There’s a lot more to it and the history and production is quite fascinating, so feel free to check this out for further info.

Eigashima Sakura

Now that we know a bit more about Eigashima and Shochu, I’d say it’s time we taste. Kanpai!

Eigashima Sakura

When first poured, I’d say that the Sakura isn’t immediately recognizable as whisky. I get more of a plum wine and Slivovitz top note on a bed of raw white grain spirit and as it sounds – it’s not great. Air is its friend though. Fifteen minutes in the glass opens this dram right up to reveal a rich, thick nose of runny toffee, marmalade, balsamic reduction and heavily charred figs. I get a hint of potpourri, char and dark soy.
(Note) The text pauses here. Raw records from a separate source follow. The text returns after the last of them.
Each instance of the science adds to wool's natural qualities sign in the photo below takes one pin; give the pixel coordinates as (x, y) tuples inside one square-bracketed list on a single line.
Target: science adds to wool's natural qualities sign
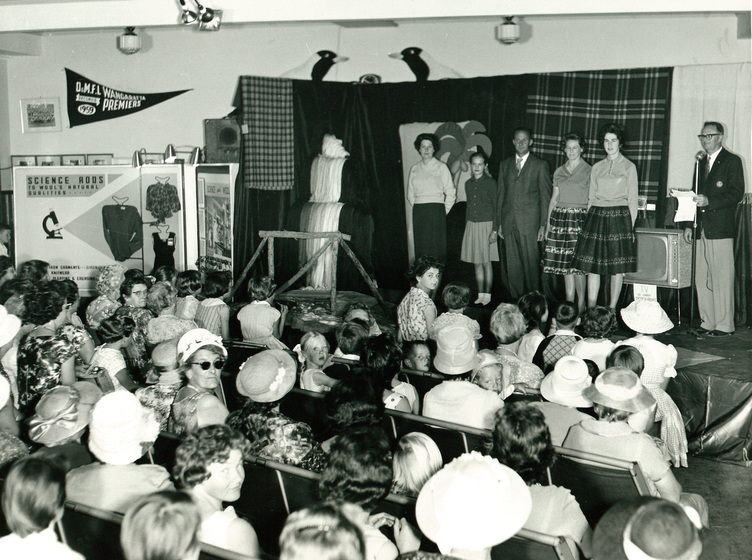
[(89, 101)]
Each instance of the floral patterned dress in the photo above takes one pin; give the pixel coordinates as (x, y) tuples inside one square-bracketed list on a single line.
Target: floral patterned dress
[(277, 437), (39, 365)]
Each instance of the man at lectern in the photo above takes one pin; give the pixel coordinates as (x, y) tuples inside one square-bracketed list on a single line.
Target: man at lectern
[(720, 187)]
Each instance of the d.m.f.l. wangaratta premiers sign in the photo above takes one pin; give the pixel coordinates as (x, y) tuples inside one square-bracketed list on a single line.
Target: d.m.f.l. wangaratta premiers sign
[(89, 101)]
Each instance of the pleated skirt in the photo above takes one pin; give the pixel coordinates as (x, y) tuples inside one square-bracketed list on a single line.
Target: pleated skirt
[(563, 233), (606, 245), (475, 246)]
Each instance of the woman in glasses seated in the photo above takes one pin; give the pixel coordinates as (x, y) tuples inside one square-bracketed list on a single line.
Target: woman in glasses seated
[(201, 357)]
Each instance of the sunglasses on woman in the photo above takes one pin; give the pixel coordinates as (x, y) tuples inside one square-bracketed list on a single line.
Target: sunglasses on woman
[(218, 364)]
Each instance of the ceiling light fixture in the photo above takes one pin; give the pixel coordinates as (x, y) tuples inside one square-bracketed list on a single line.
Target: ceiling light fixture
[(129, 42), (508, 32)]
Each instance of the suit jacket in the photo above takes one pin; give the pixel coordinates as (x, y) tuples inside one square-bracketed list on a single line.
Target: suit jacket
[(524, 198), (724, 187)]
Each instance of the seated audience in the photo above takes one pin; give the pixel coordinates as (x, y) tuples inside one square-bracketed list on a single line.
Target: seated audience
[(647, 318), (167, 381), (161, 526), (133, 292), (417, 312), (260, 321), (563, 390), (33, 499), (508, 325), (359, 311), (456, 297), (458, 400), (201, 357), (561, 342), (470, 506), (359, 473), (45, 358), (115, 334), (617, 393), (597, 325), (161, 300), (60, 421), (522, 442), (209, 465), (534, 309), (120, 432), (489, 373), (323, 532), (416, 355), (416, 459), (11, 448), (265, 379), (313, 355), (213, 313), (189, 287), (381, 357), (108, 288)]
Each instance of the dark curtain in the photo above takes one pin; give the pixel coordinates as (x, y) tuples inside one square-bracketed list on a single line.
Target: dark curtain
[(367, 119)]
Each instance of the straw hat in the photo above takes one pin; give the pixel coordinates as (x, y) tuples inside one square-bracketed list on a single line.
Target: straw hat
[(620, 389), (62, 412), (9, 326), (473, 503), (646, 317), (267, 377), (194, 340), (119, 427), (455, 350), (566, 383)]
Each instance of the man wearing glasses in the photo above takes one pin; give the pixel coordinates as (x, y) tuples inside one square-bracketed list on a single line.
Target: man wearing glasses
[(720, 187)]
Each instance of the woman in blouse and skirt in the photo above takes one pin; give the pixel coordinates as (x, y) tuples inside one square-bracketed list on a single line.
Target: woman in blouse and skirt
[(566, 214), (431, 193), (607, 245)]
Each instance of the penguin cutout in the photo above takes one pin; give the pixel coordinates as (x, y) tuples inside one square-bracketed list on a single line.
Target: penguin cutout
[(424, 66), (316, 67)]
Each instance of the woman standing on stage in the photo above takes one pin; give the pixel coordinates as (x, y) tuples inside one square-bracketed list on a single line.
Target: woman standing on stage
[(607, 243)]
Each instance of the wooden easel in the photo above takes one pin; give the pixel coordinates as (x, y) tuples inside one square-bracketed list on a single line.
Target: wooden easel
[(335, 240)]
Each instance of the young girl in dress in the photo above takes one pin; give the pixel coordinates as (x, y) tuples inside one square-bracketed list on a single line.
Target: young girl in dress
[(479, 245), (260, 322), (647, 318), (213, 313)]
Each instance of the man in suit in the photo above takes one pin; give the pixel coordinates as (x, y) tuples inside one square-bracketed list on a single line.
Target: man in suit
[(720, 187), (524, 195)]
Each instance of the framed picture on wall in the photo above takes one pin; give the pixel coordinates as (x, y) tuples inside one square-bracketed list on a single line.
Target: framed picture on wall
[(48, 160), (23, 161), (98, 159), (40, 115), (77, 159)]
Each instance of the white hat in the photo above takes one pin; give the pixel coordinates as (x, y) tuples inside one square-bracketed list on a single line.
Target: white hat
[(646, 317), (455, 350), (119, 427), (9, 325), (194, 340), (473, 503), (62, 412), (566, 383), (620, 389)]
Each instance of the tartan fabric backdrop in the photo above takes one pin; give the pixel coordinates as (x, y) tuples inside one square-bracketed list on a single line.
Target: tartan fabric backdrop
[(638, 99), (269, 145)]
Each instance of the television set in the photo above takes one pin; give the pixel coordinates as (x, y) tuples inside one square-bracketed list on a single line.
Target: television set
[(664, 259)]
It’s not sherried, it’s almost like an older complex Armagnac, but that grainy vodka-like spirit notes pokes it head through here and there.

On the palate it’s immediately oily giving rise to a burst of spirit heat which quickly fades to deliver sweet, chewy berry notes, brown sugar and a slight fizz. The residue is almost savory though, with a saline tang turning very dry and tannic on the finish with a slight bitter waxiness.

I would never pick this as a sub-five year old whisky and despite the young age and high proof, I have no desire to add water to this one. There’s so much going on which makes me think Eigashima have been very clever with their cask selection here. However, as is often case with heavy wine finishes, the drying bitter finish isn’t quite the crescendo I was looking for.

Eigashima Sakura

Having never tasted Shochu, I can’t really comment on the influence the shochu cask has had on this whisky. However, even before reading up on it, I did get a distinct white grain/potato spirit (almost vodka-like) note on the nose. I don’t know what type of shochu cask was used in the finishing (sweet potato, barely, brown sugar etc.), but this was a really interesting note, in a really interesting whisky.